Ali Almeoqdad, a Syrian refugee now living in Norwalk who, along with his wife and four kids, has been sponsored by church members, was the guest of honor.

“I’m very, very happy,” he said. “I am a very lucky guy. The people have really opened their hearts and opened their arms to receive us here in this parish.”

“It’s part of our faith,” said the Rev. Danny Lennox, associate rector for spiritual formation at St. Luke’s. “Our practice as a Christian community is to reach out to our neighbors, to invite the stranger into our midst. That is the gospel imperative.”

He said that about 18 months ago he and other church members heard a talk from a representative of the New Haven-based Integrated Refugee & Immigrant Services, which in turn led them to become active in helping with the recent arrival of Syrian refugees into Connecticut.

“A small group of us started to say, ‘If we’re going to be a church and walk in the steps of the Lord, this is the work we’re going to do,’” Lennox said.

“Tonight is really people from this and other communities who are gathering just to say there is no exclusion in this community,” said the Rev. David Anderson of St. Luke’s Parish.

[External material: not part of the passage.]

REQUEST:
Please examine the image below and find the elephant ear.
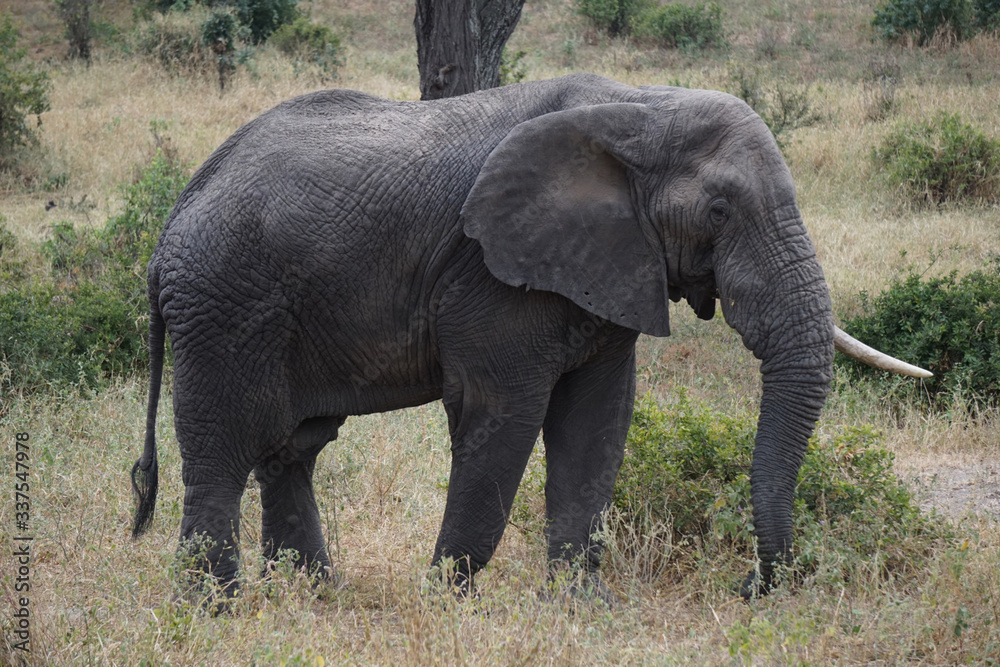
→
[462,104,670,336]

“We’ve welcomed a Syrian refugee family here to our community,” he said, “and all over this state there are hundreds of refugees who have joined us, and because of the tenor of the (ban) a lot of them wonder if they’re welcome here.”

“This is in all our scriptures, how you’re supposed to help strangers,” said Azzeim Mahmoud, imam of Al Madany Islamic Center of Norwalk.

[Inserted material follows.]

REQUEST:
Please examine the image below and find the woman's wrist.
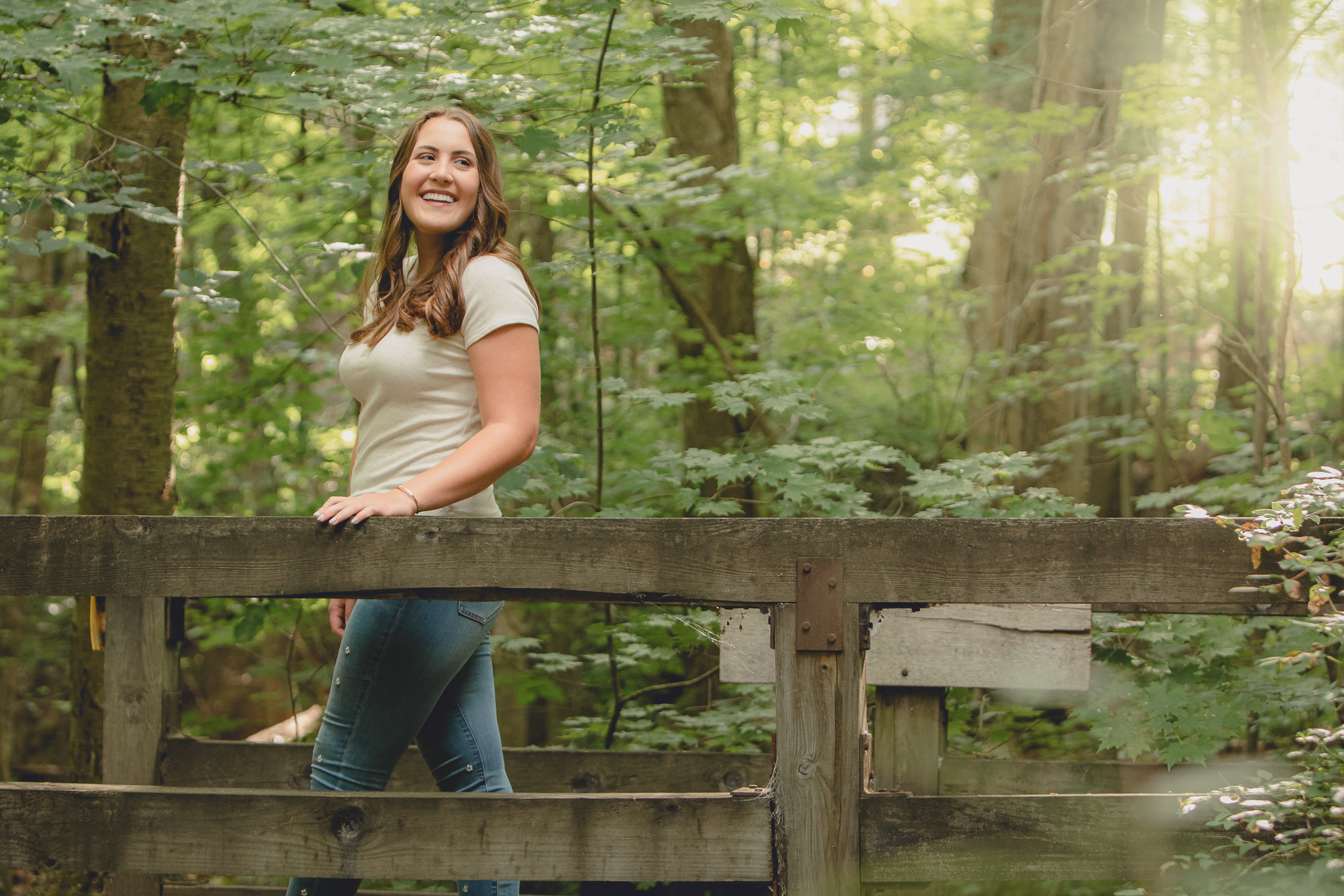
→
[392,485,421,516]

“I want to thank everyone in this community,” he said. “I see the dedication (and) this is really moving.”

Mahmoud spoke briefly about the trauma and tragedies being endured by Syrian families.

“When you shut the door on these people who are seeking help, you close the door on hope,” he said.

“I salute all the people who have stood against this banning of immigrants,” he said, even though it has been difficult for some to do so.

“We have to stand and say what is going on is wrong,” Mahmoud said. “We have to stand collectively — Christian, Jew, Hindu, Muslim — everybody.”